Re-establishing the reputation of Zlín as the town of footwear, linking footwear research with practice and supporting young promising designers as well as established footwear companies – these are the aims of the new Footwear Research Centre that was officially launched by Tomas Bata University in Zlín during an opening ceremony held at the end of April.
“The Centre will serve as a research unit with a global scope of activities. It is intended for testing of footwear materials, technologies and design. We want to offer its services not only to world-renowned footwear brands but also to start-up entrepreneurs,” said Prof. Petr Sáha, who initiated the establishment of the Centre.
The Footwear Research Centre is a component part of the University Institute, which has been intensively cooperating with the Bata company for a long time; the Centre focuses on testing of materials and shoes in the Centre of Polymer Systems, for example.
“We want to return to the tradition that belongs to Zlín. But today’s footwear technology also includes good marketing, design, material science, IT technology, chemistry and biomechanics. And these are the very fields that we focus on at the University,” added Vladimír Sedlařík, Rector of TBU.
The Footwear Research Centre also houses the recently accredited Shoe Testing Laboratory, thanks to which it will be possible to test physic-mechanical properties of footwear materials and products. “We are able to evaluate whether the material is suitable or not for advanced footwear. We also test, for example, the suitability of surface treatment of footwear materials from the point of view of resistance to repeated bending, and that both at common temperatures and temperatures of down to minus 25 degrees Celsius,” described Luděk Suchomel, a technologist working at the Centre, who has more than thirty years of professional experience.
“We also have machines here that are able to evaluate even the hygienic properties of shoes, namely water vapour permeability, which is particularly important for winter shoes and luxury work shoes intended, for example, for firemen, soldiers or special service units,” explained Jarmila Roubínková, another technologist working at the Shoe Testing Laboratory.
At the present time, the Centre employs both young scientists and experienced technologists. Research and development activities and practice are thus interconnected. The transfer of acquired knowledge from the sphere of basic research to practice is ensured at the University by the Technology Transfer Centre (TTC).
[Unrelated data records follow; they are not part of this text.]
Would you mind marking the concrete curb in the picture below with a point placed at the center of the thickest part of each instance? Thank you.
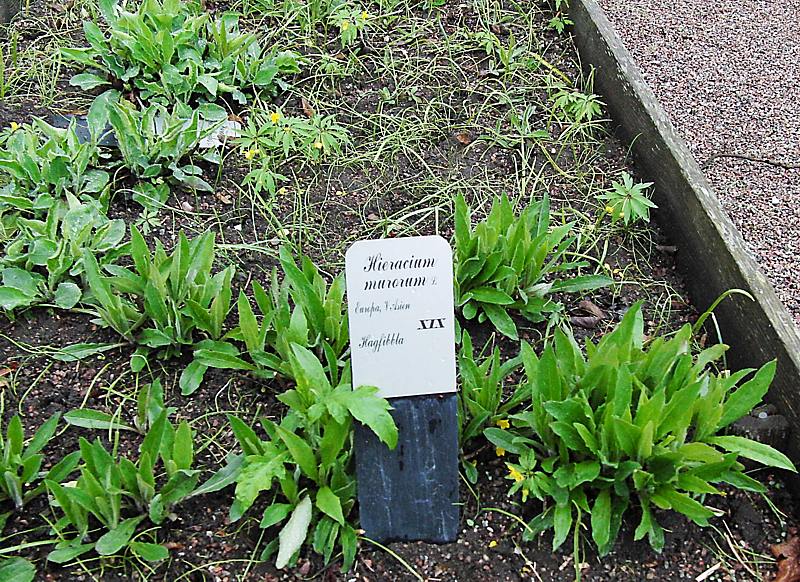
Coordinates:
(711, 253)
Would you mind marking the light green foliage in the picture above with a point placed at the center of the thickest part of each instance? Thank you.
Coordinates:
(482, 398)
(307, 460)
(111, 487)
(572, 105)
(43, 262)
(39, 163)
(163, 301)
(154, 141)
(302, 310)
(509, 263)
(269, 138)
(628, 201)
(350, 20)
(20, 462)
(175, 51)
(629, 425)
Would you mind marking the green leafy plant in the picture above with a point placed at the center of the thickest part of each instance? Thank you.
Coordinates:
(20, 462)
(175, 51)
(483, 400)
(164, 300)
(268, 139)
(351, 22)
(302, 310)
(306, 461)
(627, 201)
(629, 425)
(44, 260)
(40, 163)
(111, 487)
(510, 263)
(572, 105)
(154, 141)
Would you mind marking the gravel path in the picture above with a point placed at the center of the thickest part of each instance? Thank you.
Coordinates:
(728, 74)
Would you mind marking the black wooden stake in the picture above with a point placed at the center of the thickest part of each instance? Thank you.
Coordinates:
(411, 493)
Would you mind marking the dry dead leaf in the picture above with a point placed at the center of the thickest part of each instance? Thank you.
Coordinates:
(307, 109)
(464, 137)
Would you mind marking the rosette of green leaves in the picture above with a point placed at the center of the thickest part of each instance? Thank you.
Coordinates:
(155, 141)
(44, 261)
(307, 461)
(20, 462)
(509, 263)
(174, 51)
(301, 310)
(630, 425)
(482, 398)
(164, 300)
(112, 487)
(40, 163)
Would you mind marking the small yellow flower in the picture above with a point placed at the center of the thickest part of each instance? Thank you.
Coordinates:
(514, 474)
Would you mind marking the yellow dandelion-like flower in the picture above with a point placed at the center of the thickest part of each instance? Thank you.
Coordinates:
(515, 474)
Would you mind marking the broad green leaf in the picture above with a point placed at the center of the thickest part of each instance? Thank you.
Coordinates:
(116, 539)
(329, 504)
(149, 552)
(754, 451)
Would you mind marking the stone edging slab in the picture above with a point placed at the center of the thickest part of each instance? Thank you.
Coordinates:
(712, 254)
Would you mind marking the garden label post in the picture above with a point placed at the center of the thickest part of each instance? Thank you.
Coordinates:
(402, 340)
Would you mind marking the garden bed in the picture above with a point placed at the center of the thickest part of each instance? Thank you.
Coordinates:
(477, 99)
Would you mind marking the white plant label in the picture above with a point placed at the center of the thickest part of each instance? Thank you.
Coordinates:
(400, 305)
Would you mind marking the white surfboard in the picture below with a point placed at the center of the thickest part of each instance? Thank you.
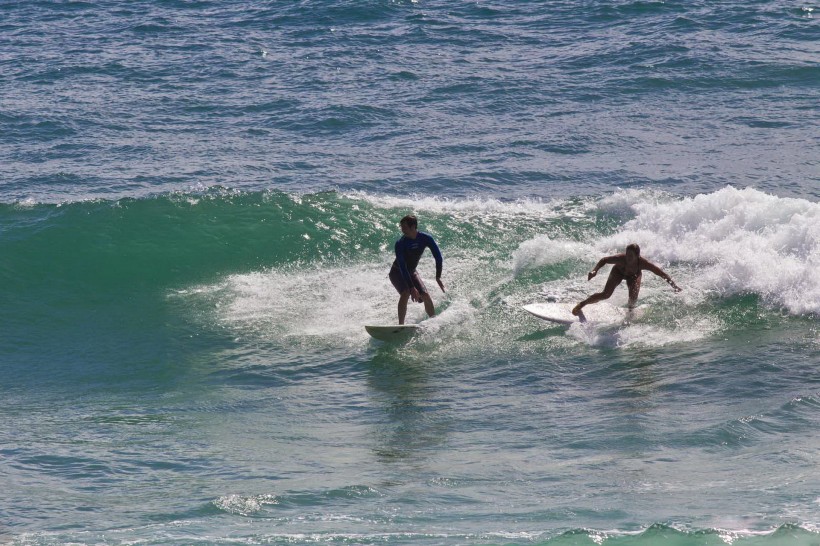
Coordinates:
(561, 313)
(392, 332)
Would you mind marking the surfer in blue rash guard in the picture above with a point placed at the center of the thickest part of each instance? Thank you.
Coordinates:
(403, 273)
(629, 266)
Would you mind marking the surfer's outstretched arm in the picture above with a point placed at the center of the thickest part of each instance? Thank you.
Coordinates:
(649, 266)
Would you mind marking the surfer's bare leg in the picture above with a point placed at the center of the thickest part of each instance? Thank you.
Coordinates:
(403, 305)
(611, 283)
(428, 304)
(634, 285)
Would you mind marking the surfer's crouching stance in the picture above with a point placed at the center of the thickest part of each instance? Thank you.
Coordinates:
(629, 266)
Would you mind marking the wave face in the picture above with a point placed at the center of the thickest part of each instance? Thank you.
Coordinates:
(209, 346)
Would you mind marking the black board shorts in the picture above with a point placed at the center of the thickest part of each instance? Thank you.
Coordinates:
(401, 286)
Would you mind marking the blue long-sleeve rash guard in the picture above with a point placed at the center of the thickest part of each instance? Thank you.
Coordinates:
(409, 251)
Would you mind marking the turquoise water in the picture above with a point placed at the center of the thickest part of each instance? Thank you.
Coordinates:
(198, 202)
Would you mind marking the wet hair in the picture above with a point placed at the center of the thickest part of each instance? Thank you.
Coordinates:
(410, 221)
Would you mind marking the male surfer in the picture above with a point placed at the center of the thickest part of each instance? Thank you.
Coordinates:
(403, 273)
(629, 266)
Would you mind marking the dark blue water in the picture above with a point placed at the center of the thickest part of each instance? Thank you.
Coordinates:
(198, 202)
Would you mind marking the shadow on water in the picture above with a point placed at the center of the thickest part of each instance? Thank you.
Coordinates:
(415, 415)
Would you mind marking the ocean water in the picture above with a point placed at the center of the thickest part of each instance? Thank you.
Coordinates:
(198, 202)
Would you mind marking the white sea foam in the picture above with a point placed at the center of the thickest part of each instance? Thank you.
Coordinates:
(737, 241)
(721, 244)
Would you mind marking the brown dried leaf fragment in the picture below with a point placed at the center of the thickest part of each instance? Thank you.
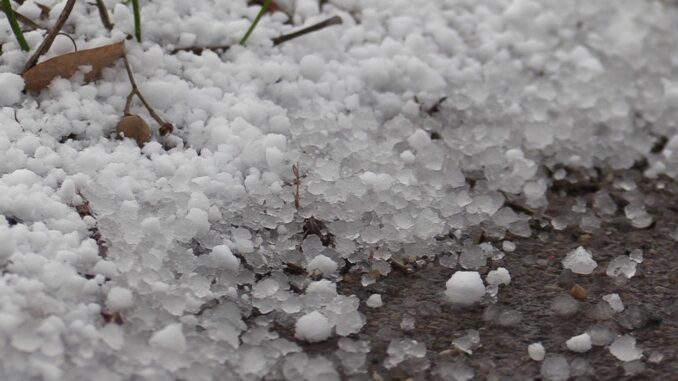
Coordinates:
(40, 75)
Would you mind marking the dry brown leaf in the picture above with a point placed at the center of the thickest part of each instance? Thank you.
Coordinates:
(40, 75)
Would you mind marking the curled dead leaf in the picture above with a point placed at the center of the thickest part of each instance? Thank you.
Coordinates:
(40, 75)
(134, 127)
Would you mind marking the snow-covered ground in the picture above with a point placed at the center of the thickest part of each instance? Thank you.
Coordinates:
(411, 120)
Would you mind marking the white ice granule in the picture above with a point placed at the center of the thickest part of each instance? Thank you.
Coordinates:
(624, 348)
(579, 261)
(580, 343)
(119, 299)
(499, 276)
(323, 264)
(11, 85)
(465, 288)
(169, 338)
(222, 256)
(536, 351)
(313, 327)
(374, 301)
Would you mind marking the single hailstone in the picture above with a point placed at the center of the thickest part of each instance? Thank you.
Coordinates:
(465, 288)
(468, 342)
(313, 327)
(536, 351)
(615, 302)
(580, 343)
(169, 338)
(622, 266)
(624, 348)
(374, 301)
(579, 261)
(119, 299)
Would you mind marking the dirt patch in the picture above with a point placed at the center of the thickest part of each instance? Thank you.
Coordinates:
(650, 297)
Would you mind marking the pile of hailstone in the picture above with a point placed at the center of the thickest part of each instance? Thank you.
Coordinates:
(410, 120)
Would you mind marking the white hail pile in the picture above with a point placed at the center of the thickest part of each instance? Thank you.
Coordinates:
(529, 85)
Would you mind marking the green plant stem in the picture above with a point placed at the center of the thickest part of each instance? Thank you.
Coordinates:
(15, 25)
(264, 8)
(137, 19)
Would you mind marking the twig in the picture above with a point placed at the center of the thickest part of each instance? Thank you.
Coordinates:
(47, 42)
(75, 46)
(24, 19)
(103, 14)
(135, 91)
(297, 182)
(262, 11)
(199, 49)
(12, 18)
(137, 19)
(334, 20)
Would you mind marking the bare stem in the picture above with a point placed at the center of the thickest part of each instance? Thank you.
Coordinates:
(103, 14)
(262, 11)
(12, 18)
(135, 91)
(297, 182)
(47, 42)
(23, 19)
(334, 20)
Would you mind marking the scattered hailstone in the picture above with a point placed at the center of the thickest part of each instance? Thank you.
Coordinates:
(408, 323)
(601, 335)
(615, 302)
(636, 255)
(555, 368)
(508, 246)
(119, 299)
(170, 338)
(536, 351)
(374, 301)
(624, 348)
(622, 266)
(468, 342)
(222, 256)
(313, 327)
(498, 276)
(465, 288)
(655, 357)
(401, 349)
(580, 343)
(579, 261)
(323, 264)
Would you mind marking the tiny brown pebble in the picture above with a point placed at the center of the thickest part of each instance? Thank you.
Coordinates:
(134, 127)
(579, 292)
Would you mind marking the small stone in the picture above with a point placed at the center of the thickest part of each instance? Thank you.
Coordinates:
(134, 127)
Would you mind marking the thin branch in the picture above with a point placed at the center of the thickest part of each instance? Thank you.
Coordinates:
(103, 14)
(276, 41)
(135, 91)
(24, 19)
(297, 182)
(137, 19)
(334, 20)
(11, 17)
(47, 42)
(262, 11)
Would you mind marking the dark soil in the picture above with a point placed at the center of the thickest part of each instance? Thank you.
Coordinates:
(650, 297)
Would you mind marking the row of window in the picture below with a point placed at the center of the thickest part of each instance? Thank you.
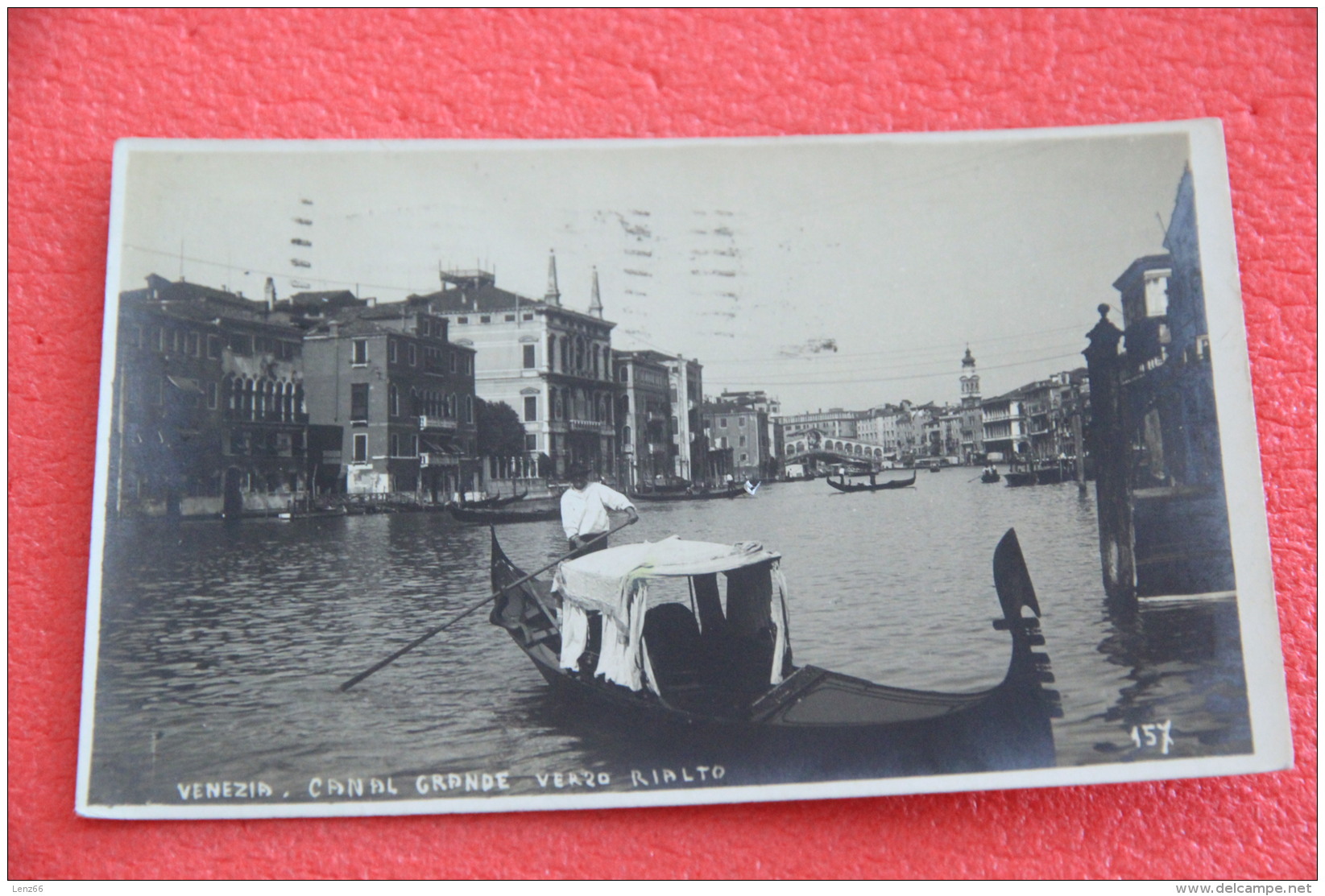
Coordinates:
(571, 404)
(190, 343)
(423, 403)
(435, 360)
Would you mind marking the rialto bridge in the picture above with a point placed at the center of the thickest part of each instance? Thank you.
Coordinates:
(814, 445)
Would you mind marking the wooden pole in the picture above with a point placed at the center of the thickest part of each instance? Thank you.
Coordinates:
(429, 634)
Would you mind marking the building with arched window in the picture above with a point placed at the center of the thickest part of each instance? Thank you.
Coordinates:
(548, 361)
(402, 394)
(209, 409)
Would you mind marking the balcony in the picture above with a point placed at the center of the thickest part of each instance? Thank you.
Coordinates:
(437, 423)
(590, 427)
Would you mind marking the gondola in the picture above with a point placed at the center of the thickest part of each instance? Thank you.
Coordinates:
(727, 663)
(879, 486)
(501, 516)
(685, 495)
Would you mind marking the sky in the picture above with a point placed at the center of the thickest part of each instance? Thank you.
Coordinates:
(827, 271)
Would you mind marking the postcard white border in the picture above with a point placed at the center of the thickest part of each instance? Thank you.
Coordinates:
(1261, 649)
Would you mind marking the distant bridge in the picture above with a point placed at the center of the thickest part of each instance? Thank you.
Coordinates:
(813, 446)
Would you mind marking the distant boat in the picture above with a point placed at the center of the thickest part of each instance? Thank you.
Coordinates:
(685, 495)
(501, 516)
(729, 663)
(877, 486)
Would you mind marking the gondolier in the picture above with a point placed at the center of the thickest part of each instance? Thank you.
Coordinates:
(585, 509)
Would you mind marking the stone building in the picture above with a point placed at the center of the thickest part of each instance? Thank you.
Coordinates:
(548, 361)
(403, 396)
(209, 405)
(644, 419)
(745, 431)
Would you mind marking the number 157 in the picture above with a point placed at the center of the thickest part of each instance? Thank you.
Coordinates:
(1153, 735)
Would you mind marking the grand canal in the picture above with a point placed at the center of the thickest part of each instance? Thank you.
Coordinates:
(223, 647)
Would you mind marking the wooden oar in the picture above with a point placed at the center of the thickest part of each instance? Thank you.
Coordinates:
(480, 604)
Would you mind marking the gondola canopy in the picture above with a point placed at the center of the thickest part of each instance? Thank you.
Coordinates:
(615, 584)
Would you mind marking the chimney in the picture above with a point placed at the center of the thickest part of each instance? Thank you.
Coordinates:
(553, 295)
(595, 303)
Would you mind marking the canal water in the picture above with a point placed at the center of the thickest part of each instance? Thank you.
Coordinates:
(223, 647)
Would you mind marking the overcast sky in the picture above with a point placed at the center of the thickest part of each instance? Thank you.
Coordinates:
(828, 273)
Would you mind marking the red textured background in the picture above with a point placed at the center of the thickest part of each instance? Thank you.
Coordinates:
(80, 80)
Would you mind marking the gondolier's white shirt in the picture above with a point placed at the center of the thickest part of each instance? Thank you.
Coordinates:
(585, 513)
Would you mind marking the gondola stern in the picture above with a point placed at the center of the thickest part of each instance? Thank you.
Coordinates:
(1011, 579)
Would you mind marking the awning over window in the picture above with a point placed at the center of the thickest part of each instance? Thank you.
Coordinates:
(184, 384)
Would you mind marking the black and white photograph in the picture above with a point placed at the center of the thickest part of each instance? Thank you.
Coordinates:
(482, 476)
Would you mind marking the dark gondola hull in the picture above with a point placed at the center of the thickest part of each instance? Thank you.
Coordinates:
(813, 706)
(503, 516)
(877, 486)
(677, 497)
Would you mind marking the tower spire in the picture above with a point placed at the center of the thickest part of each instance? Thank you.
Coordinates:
(553, 295)
(595, 304)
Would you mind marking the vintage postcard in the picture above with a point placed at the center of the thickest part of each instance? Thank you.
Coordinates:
(499, 476)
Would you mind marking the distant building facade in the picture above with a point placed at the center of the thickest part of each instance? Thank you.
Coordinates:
(745, 431)
(403, 396)
(644, 419)
(209, 405)
(552, 364)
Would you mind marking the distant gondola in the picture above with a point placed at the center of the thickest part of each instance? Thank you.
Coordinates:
(686, 495)
(501, 516)
(866, 486)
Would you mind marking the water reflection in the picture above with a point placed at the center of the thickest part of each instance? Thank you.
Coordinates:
(1183, 663)
(223, 647)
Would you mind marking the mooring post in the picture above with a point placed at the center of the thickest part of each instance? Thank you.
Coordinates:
(1111, 448)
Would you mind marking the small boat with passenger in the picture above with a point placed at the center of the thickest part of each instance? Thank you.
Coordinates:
(696, 633)
(503, 515)
(842, 485)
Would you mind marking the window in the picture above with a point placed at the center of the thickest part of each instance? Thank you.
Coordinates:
(359, 403)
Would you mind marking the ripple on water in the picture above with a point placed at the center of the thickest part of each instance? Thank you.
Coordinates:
(223, 647)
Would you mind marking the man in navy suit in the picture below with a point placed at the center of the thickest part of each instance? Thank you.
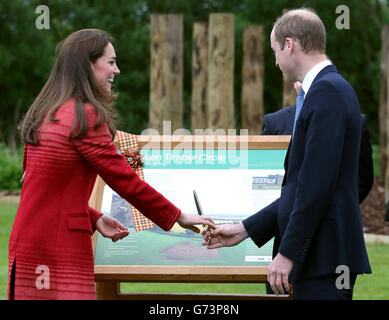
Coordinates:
(317, 217)
(281, 123)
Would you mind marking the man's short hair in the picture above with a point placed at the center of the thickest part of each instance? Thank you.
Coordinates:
(303, 25)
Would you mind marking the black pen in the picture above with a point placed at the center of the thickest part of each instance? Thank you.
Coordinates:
(200, 212)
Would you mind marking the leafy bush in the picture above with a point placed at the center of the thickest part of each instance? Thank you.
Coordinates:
(10, 169)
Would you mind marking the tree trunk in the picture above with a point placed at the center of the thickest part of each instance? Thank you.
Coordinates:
(252, 79)
(384, 99)
(199, 76)
(166, 79)
(221, 71)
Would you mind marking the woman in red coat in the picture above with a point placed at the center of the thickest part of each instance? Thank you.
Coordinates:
(68, 133)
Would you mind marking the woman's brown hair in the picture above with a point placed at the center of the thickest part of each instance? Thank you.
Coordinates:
(72, 77)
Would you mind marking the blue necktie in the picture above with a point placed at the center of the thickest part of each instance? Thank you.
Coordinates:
(299, 104)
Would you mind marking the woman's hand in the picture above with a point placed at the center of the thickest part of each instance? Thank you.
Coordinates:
(225, 235)
(188, 221)
(111, 228)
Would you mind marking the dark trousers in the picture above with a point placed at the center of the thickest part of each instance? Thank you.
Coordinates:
(323, 288)
(320, 288)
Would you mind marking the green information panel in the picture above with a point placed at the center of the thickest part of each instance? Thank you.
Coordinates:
(231, 185)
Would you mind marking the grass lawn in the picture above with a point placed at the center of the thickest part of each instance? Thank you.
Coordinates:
(368, 287)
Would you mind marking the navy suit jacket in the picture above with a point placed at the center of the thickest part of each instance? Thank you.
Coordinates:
(317, 217)
(281, 123)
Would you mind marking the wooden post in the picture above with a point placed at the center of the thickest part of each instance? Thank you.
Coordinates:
(385, 135)
(166, 79)
(221, 71)
(252, 79)
(384, 73)
(199, 76)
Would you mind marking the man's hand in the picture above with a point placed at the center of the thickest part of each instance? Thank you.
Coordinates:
(278, 274)
(226, 235)
(189, 221)
(111, 228)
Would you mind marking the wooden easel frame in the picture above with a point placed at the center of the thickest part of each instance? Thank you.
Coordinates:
(108, 278)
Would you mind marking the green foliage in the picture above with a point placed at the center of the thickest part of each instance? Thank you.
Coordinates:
(27, 54)
(10, 169)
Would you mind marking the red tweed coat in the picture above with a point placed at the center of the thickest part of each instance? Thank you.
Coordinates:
(51, 236)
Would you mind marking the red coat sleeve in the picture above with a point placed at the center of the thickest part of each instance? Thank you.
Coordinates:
(99, 151)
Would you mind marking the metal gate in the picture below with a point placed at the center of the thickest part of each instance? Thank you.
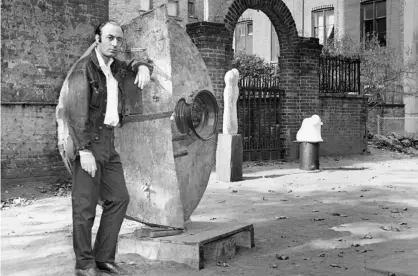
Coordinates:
(259, 118)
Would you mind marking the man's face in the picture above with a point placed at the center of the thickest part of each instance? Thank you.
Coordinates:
(111, 40)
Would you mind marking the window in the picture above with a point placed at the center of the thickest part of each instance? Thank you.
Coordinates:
(191, 8)
(275, 46)
(323, 24)
(173, 8)
(250, 28)
(145, 5)
(241, 28)
(244, 37)
(373, 15)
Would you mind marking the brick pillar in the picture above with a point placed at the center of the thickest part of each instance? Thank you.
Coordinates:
(215, 45)
(299, 64)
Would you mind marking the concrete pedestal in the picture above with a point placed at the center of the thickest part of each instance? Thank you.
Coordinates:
(229, 155)
(202, 243)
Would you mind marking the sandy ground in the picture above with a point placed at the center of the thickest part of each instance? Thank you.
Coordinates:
(339, 220)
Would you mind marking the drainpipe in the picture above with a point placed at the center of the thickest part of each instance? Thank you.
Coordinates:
(303, 17)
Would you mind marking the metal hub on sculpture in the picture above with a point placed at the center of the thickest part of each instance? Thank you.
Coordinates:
(168, 140)
(200, 117)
“The transfer of knowledge to practice is based on Bata-inspired business principles applied during the development of the technology transfer process based on cooperation and strengthening of the links between the University, companies and regional administration authorities,” added Ivana Bartoníková, Director of the TTC.
The newly established Footwear Research Centre will also offer opportunities for the implementation of projects focused on shoe design and construction. “We are dealing with new formulas for rubber shoes, we concentrate special attention on healthy footwear for children, we are preparing filaments for 3D prints of soles, and also the so-called “smart shoe” project is about to be completed; and we have found an application for magnetic hydrogel in the shoe inserts. There are so many interesting projects and I am very happy to know that there will be even more of them,” said Professor Sáha.